Mike realized his kids weren’t growing up in the church. His kids were missing out on something that Mike considered part of his foundation. Even though Mike hadn’t been attending church in many years, he knew church was important.

So, Mike returned to church with family in tow. While Mike thought he was doing this for his family, it turned out God had plans for Mike instead.

Mike recommitted his life to Jesus. Now, he had this insatiable desire for more. There was a problem. Mike didn’t know where to start.
Where do you point a person like Mike to start?
I would tell Mike to do the following:
  1. 1
    Read the stories of Jesus in the Gospels
  2. 2
    Ask God to strengthen his relationship with Jesus
  3. 3
    Think about those stories throughout the day
1. Read the stories of Jesus in the Gospels 

I would tell Mike to read the stories of Jesus found in the Gospels. I would encourage Mike to get a Bible that has subtitles in the chapters to help him easily locate the stories. I want Mike to read only the stories (Jesus healing, Jesus teaching). While the narrative is important, for now I want Mike to focus on knowing Jesus.

I don’t want Mike reading the Old Testament or the Epistles at this point. Yes, there is great value in these sections of the Bible, but not yet for Mike. Mike needs to remember. Mike needs to get to know Jesus again.

I don’t want Mike reading commentaries or even books about Jesus. While helpful, these resources can often lead a person to become academic in their approach to discipleship. 

2. Ask God to strengthen his relationship in jesus

I would have Mike pray every day that God would strengthen his rediscovered relationship with Jesus. Mike needs to get reacquainted with Jesus.

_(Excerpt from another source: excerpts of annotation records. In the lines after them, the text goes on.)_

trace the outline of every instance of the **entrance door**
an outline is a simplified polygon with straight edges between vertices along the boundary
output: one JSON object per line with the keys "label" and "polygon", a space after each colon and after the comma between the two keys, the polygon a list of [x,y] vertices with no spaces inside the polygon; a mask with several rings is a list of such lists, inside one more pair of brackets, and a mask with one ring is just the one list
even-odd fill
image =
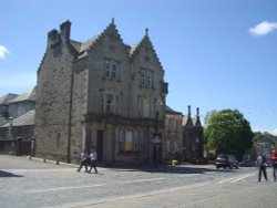
{"label": "entrance door", "polygon": [[96,147],[96,153],[98,153],[98,160],[103,162],[103,131],[98,129],[98,147]]}

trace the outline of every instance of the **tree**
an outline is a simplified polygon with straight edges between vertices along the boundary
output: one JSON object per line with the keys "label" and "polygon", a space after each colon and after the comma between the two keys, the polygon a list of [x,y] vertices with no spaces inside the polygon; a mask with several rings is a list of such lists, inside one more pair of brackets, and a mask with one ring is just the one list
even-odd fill
{"label": "tree", "polygon": [[249,122],[237,110],[209,112],[205,117],[204,136],[207,147],[216,153],[233,154],[243,158],[253,145]]}

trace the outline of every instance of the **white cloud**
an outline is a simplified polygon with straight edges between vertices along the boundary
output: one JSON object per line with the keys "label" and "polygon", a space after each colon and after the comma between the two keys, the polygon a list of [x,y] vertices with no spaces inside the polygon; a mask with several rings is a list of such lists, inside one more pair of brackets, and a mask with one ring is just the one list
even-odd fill
{"label": "white cloud", "polygon": [[277,29],[277,22],[264,21],[255,25],[254,28],[250,28],[248,31],[253,35],[261,37],[268,34],[269,32],[276,29]]}
{"label": "white cloud", "polygon": [[10,51],[6,46],[0,45],[0,60],[3,60],[8,53],[10,53]]}
{"label": "white cloud", "polygon": [[271,134],[277,136],[277,128],[273,129]]}

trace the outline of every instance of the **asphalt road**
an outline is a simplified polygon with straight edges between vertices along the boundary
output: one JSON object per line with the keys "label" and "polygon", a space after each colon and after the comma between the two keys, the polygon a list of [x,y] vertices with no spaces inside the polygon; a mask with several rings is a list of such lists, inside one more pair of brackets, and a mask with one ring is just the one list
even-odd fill
{"label": "asphalt road", "polygon": [[0,193],[1,208],[277,207],[277,184],[257,183],[256,168],[99,167],[99,174],[86,174],[74,165],[4,155]]}

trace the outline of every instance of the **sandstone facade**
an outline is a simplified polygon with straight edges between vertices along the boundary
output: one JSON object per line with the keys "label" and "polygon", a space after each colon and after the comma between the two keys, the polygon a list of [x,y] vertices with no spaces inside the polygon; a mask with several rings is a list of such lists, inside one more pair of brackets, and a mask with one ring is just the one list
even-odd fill
{"label": "sandstone facade", "polygon": [[71,163],[96,149],[103,163],[152,162],[154,135],[165,155],[167,83],[147,30],[135,46],[114,21],[82,43],[70,31],[66,21],[49,32],[38,71],[37,156]]}

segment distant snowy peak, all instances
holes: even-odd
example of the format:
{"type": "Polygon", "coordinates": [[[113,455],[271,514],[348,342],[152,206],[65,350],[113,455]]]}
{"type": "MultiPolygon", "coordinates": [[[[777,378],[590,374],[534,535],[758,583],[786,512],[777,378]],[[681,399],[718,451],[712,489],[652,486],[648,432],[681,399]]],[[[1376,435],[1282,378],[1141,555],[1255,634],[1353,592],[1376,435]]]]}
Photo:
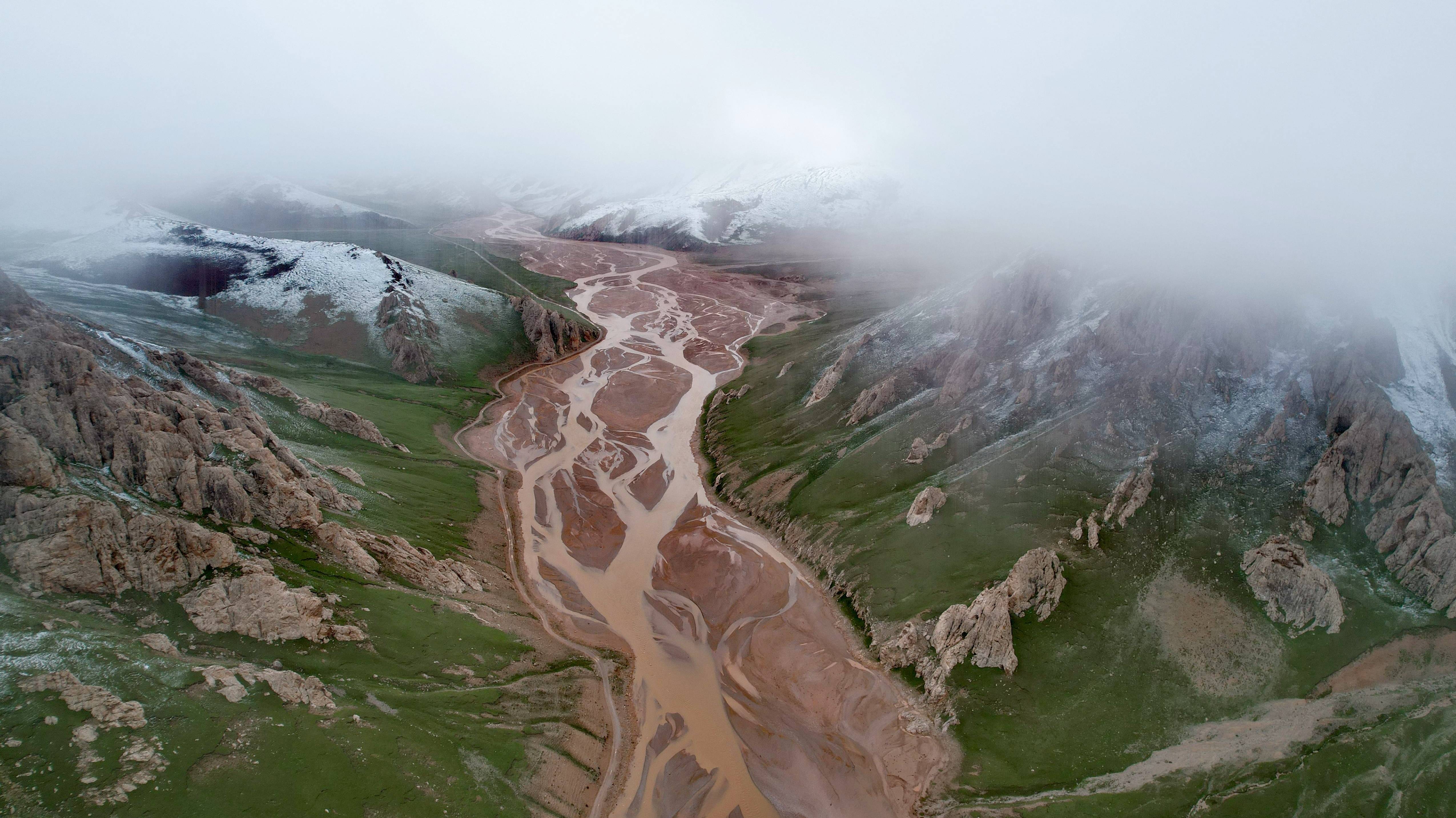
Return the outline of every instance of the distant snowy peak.
{"type": "Polygon", "coordinates": [[[214,182],[172,204],[188,218],[243,233],[287,230],[389,230],[412,223],[326,196],[275,176],[214,182]]]}
{"type": "Polygon", "coordinates": [[[550,226],[575,218],[609,198],[603,191],[596,188],[553,185],[540,179],[523,179],[518,176],[494,179],[489,186],[502,202],[521,213],[539,215],[550,226]]]}
{"type": "Polygon", "coordinates": [[[514,322],[482,287],[357,245],[243,236],[141,215],[17,259],[96,284],[197,295],[207,310],[274,341],[355,360],[387,360],[411,380],[438,378],[479,327],[514,322]],[[485,319],[482,322],[482,317],[485,319]]]}
{"type": "Polygon", "coordinates": [[[1376,311],[1395,327],[1404,370],[1385,392],[1411,419],[1441,483],[1456,486],[1456,287],[1395,288],[1376,311]]]}
{"type": "Polygon", "coordinates": [[[297,207],[298,210],[326,213],[331,215],[358,215],[363,213],[373,213],[367,207],[360,207],[333,196],[325,196],[323,194],[316,194],[307,188],[300,188],[293,182],[284,182],[275,176],[234,179],[217,189],[211,198],[214,201],[239,199],[245,202],[280,202],[297,207]]]}
{"type": "Polygon", "coordinates": [[[416,224],[488,215],[501,207],[483,180],[469,176],[345,176],[328,180],[320,189],[416,224]]]}
{"type": "Polygon", "coordinates": [[[738,166],[673,189],[607,199],[582,188],[514,182],[496,195],[559,236],[670,249],[757,245],[801,231],[862,229],[895,201],[898,182],[862,166],[738,166]]]}

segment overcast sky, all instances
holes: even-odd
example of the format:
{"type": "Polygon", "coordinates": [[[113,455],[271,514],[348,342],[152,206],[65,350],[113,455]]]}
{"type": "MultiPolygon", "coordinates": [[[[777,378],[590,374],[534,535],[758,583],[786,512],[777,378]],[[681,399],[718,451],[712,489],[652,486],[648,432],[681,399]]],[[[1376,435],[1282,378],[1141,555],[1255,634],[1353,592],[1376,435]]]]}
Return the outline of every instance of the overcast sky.
{"type": "Polygon", "coordinates": [[[1453,271],[1456,4],[6,3],[0,185],[871,162],[946,224],[1453,271]]]}

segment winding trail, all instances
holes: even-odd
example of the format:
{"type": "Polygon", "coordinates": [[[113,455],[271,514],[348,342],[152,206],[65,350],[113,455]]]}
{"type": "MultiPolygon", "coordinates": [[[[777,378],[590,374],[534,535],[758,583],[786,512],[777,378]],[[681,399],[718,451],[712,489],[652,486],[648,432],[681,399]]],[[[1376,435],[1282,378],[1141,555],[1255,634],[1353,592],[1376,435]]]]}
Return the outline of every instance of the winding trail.
{"type": "Polygon", "coordinates": [[[623,770],[616,731],[593,815],[910,815],[946,748],[818,584],[713,504],[695,456],[697,413],[744,365],[741,345],[805,317],[796,285],[534,223],[507,210],[441,231],[575,279],[603,339],[501,384],[504,415],[457,442],[520,473],[517,585],[553,635],[594,658],[609,697],[593,646],[632,656],[635,741],[623,770]]]}

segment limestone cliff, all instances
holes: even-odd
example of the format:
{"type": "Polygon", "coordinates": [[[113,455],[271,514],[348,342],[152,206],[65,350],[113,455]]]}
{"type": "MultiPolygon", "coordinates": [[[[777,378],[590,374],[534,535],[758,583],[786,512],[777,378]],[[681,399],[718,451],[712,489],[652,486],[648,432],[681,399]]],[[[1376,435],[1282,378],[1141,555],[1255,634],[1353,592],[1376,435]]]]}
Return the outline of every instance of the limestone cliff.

Think of it as two friends who have been separated for a long time and now they have been reunited. I am sure there are a few things Mike and Jesus need to work out.

Right now, Mike doesn’t need to be focused on theological doctrines. Mike doesn’t need to worry about pre-tribulation, mid-tribulation, post-tribulation. He doesn’t need to study the doctrine of the Trinity. Mike needs to get to know Jesus again.

Mike’s relationship with Jesus needs to be re-established. There isn’t a better way to do this other than to pray for it. 

3.Think about those stories throughout the day

I would have Mike recall the stories he is reading about Jesus. Assuming he is reading the stories before he goes to work, I would have him recall them in his mind at lunch. I might have Mike share the stories with his children as part of a bed-time ritual.

If Mike is keeping a journal, I would have him reflect on what those stories mean to him in his own faith development. How does the healing of a blind man relate to Mike? What does it feel like to hear Jesus teach about being the light of the world?

The intent is to have Jesus in the forefront of Mike’s mind all day long. I want Mike to walk with Jesus every moment of his life, not just go to church to hear about Jesus for an hour on Sunday. 

Super Simple

Sounds overly simple, I know. Here’s why I keep it so simple:

• Wrapped around the axle

Too often new disciples get wrapped around the axle about nuances, doctrine, and theology, losing sight that discipleship is about a relationship with Jesus, not knowledge about Jesus. 

•Over saturation is not good

I lived on a very dry island for a while. A little rain was always welcomed. A lot of rain was feared. You see, the ground was so dry it could not absorb a heavy rain. If it rained a lot, we faced mudslides and flooding.

So it is with new discipleship. The key focus needs to be on getting to know Jesus. Like any relationship being built, baby steps are best. Move too fast and the relationship foundation isn’t strong enough for a lifetime commitment.


There is a danger that Mike can be so excited about his rediscovered faith that he can over do it. Mike could burn himself out, placing his family life at risk, and even his long-term relationship with Jesus. Obsession is not a healthy relationship. Love, however, is. Slow and steady is always the best course for a relationship, even with Jesus. 

Wrapping it up

As you can see, I just want Mike to get to know Jesus again. That's it. I am not trying to mentor Mike to be a biblical scholar. I don't expect Mike to lead a small group. I just want Mike to have a healthy relationship with Jesus. 

How would you mentor a new person in Christ?